Muitos pais observaram alterações nos comportamentos dos filhos, mas acham que é “coisa da idade”. É assim aí na sua casa?
De fato, alguns comportamentos são comuns em algumas idades. Por exemplo, é difícil esperar que uma criança de 2 anos tenha um super autocontrole. No entanto, nós sabemos que a presença de problemas emocionais e comportamentais nos anos iniciais da vida predizem continuidade e possível aumento de problemas no futuro, ou seja, esses comportamentos que muitas vezes nós interpretamos como “normais” podem piorar com o passar dos anos, caso não haja identificação e tratamento, resultando em diversos problemas na vida adulta.

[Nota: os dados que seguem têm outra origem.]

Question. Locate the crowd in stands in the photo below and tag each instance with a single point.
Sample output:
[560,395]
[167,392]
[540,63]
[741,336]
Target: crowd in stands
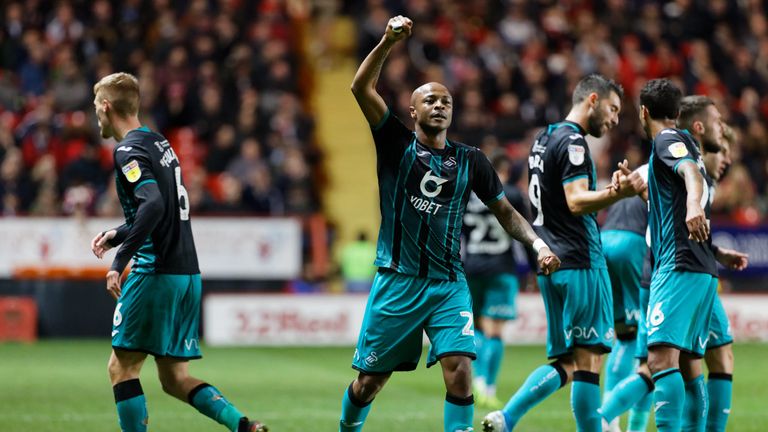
[512,64]
[220,79]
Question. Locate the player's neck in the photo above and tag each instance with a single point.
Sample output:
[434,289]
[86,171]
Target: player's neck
[433,140]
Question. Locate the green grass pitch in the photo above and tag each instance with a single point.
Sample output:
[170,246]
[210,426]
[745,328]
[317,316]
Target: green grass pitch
[63,386]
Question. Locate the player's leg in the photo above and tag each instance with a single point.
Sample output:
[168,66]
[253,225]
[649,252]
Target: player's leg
[450,329]
[458,409]
[357,400]
[719,359]
[493,351]
[124,368]
[589,326]
[382,349]
[548,378]
[636,390]
[640,412]
[131,339]
[669,392]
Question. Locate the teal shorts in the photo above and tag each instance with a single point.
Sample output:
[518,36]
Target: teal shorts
[400,309]
[641,350]
[680,310]
[159,314]
[624,252]
[579,310]
[494,296]
[719,327]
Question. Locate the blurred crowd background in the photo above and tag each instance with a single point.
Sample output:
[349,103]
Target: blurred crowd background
[226,82]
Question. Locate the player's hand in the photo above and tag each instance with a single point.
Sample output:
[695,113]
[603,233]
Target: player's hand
[696,221]
[99,244]
[548,261]
[732,259]
[403,23]
[113,284]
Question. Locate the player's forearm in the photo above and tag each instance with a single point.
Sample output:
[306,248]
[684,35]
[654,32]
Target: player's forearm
[370,69]
[150,206]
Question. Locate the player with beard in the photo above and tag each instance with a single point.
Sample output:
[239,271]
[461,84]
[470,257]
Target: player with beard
[577,298]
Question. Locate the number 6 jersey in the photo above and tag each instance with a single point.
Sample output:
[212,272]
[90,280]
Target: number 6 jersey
[560,155]
[144,158]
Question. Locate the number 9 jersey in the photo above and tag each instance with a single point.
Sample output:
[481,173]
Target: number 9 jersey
[560,155]
[145,157]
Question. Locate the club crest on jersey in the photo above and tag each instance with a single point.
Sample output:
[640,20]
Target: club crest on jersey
[132,171]
[576,154]
[678,149]
[428,177]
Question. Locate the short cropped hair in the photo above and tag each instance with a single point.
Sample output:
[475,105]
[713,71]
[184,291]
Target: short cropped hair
[693,108]
[595,83]
[661,97]
[122,91]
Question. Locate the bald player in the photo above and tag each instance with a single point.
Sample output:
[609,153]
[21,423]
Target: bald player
[425,181]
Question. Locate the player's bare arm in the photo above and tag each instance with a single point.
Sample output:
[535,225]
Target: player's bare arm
[695,219]
[364,84]
[516,226]
[581,200]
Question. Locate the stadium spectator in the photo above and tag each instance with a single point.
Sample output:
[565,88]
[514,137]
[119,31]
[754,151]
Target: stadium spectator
[525,58]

Mas afinal, o que são “problemas” de comportamento? Os problemas de comportamento se caracterizam pela presença de comportamentos que ocorrem com frequência e/ou intensidade muito altas ou muito baixas em relação a uma norma social, ou seja, observar o grupo de crianças com a mesma idade é importante, pois nos mostra o que é esperado. Nos meninos observamos mais comportamentos externalizantes, como agressividade, oposição, enquanto nas meninas é mais comum observarmos problemas emocionais, como ansiedade e depressão. Em crianças que apesentam ambos, há maior propensão a problemas persistentes.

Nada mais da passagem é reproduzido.